His involvement with Proyecto Rahab began when the project first formed three years ago.

Proyecto Rahab

In February 2018, Proyecto Rahab brought together the few—mostly untrained and very under-resourced—people dedicated to ending human trafficking, founder Adam Stieve told The Epoch Times in an email.

It started with only a handful of people, almost exclusively Mexican. But many Americans eventually joined, providing more resources and training. It now includes more than 25 organizations.

“Most of the names of these organizations are unrecognizable,” Stieve said. “The well-funded American organizations are not present there. Sadly, there is almost no attention given to this area that lies just a few miles from San Diego. Until now, it has been left largely ignored and forgotten, except by a few courageous individuals.

“Only by coming together do these devoted servants have any chance at combating the forces of evil, including the powerful cartels of Mexico.”

On Jan. 16, Proyecto Rahab began the first in a series of training seminars.

This first one was for the existing caregivers who put their hearts into healing and reintegrating victims, Stieve said. About 70 people attended.

“The Rahab Project engages in all areas of anti-human trafficking, which include prevention, protection, prosecution, and partnership,” Stieve said.

He said the training for caregivers would help them identify the different stages of post-traumatic stress disorder in victims and give appropriate treatments to help stabilize them initially.

Further training will include identifying the signs of human trafficking, working with authorities to combat it, how to teach life skills for victims to reintegrate in society, and how to access and share resources.

Among the experts giving training at the first seminar was a counselor from Fort Worth, Texas, who detailed American Psychiatric Association-approved therapy tailored to victims of commercial sexual exploitation, including children.

Many victims have only ever known fear and hopelessness, Stieve said. The training will help caregivers establish a safe and secure environment for them.

In addition to being trafficked, many victims are also recovering from drug addiction and domestic violence trauma, Stieve said.

“The journey starts with detox and ends with homeownership and a real job,” he said.

Stieve is also the founder of Las Aves del Paraiso, the first safehouse in Baja designed specifically for adult women and their children. He has been involved with anti-trafficking initiatives in California and served in Mexico since 2016 by helping build homes, medical clinics, and orphanages; distribute food and other essentials; and provide other forms of care.
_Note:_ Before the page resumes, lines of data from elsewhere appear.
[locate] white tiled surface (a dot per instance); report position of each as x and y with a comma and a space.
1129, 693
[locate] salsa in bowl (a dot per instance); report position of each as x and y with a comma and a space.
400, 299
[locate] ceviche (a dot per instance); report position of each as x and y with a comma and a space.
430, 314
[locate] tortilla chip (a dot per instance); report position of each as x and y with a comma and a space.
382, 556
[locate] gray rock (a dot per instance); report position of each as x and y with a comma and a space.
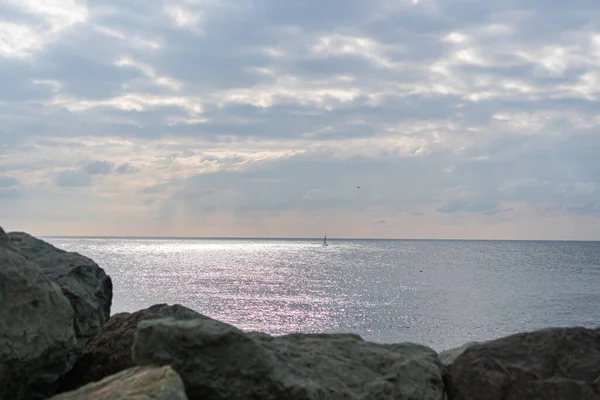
82, 281
110, 351
37, 337
4, 239
219, 361
553, 364
138, 383
447, 357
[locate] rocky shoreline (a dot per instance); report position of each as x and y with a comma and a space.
59, 341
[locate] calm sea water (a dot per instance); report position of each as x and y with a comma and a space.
438, 293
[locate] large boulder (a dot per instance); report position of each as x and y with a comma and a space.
110, 351
219, 361
82, 281
553, 364
37, 336
138, 383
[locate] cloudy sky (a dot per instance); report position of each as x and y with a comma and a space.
457, 118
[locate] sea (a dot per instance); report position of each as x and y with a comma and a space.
440, 293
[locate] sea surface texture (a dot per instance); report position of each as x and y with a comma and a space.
438, 293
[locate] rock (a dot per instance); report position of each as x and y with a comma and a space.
219, 361
37, 337
447, 357
110, 351
82, 281
4, 239
138, 383
553, 364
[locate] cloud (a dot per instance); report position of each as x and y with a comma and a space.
98, 168
488, 208
126, 168
269, 114
8, 182
73, 178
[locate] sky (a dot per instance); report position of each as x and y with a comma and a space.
464, 119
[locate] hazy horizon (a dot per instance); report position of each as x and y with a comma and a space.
415, 119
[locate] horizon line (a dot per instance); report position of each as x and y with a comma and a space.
309, 238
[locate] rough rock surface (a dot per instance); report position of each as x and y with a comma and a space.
110, 351
37, 338
552, 364
138, 383
82, 281
218, 361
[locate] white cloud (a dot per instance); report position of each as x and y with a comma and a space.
467, 112
183, 18
338, 45
19, 40
130, 102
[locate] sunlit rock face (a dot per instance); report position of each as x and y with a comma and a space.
219, 361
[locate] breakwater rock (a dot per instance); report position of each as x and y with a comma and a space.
56, 339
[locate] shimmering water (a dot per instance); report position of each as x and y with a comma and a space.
439, 293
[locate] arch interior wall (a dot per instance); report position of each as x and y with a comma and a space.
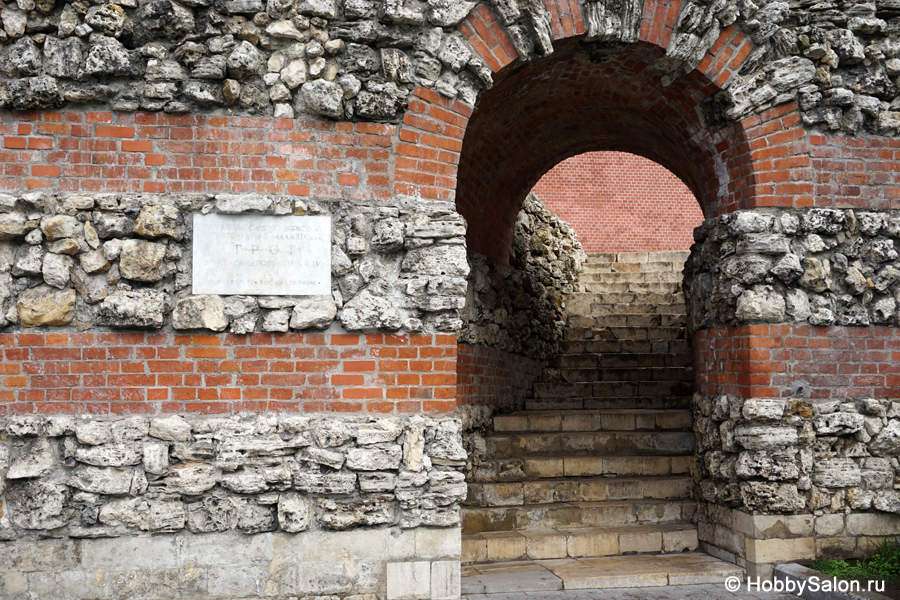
145, 428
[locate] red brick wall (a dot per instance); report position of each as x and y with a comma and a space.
130, 373
620, 202
159, 153
756, 361
491, 376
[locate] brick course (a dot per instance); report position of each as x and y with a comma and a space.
620, 202
758, 361
494, 377
148, 373
158, 153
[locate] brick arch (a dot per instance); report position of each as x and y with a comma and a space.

For most Americans, Tijuana is a notorious city to be contained by border, Stieve said. “But just on the other side of the wall are thousands of victims entrapped in a never-ending nightmare.”

“Californians need to be aware that the cross-border sex tourism trade is continuing to fuel this illicit industry. A ‘quick trip’ across the border has consequences.”

He said they’re working to educate people in Mexico to prevent them from becoming victims, especially their children.

“This work is not for the faint of heart, especially in an area controlled by the cartel,” he said. “But this bi-national effort is growing in strength and in numbers. The coalition is making a difference.”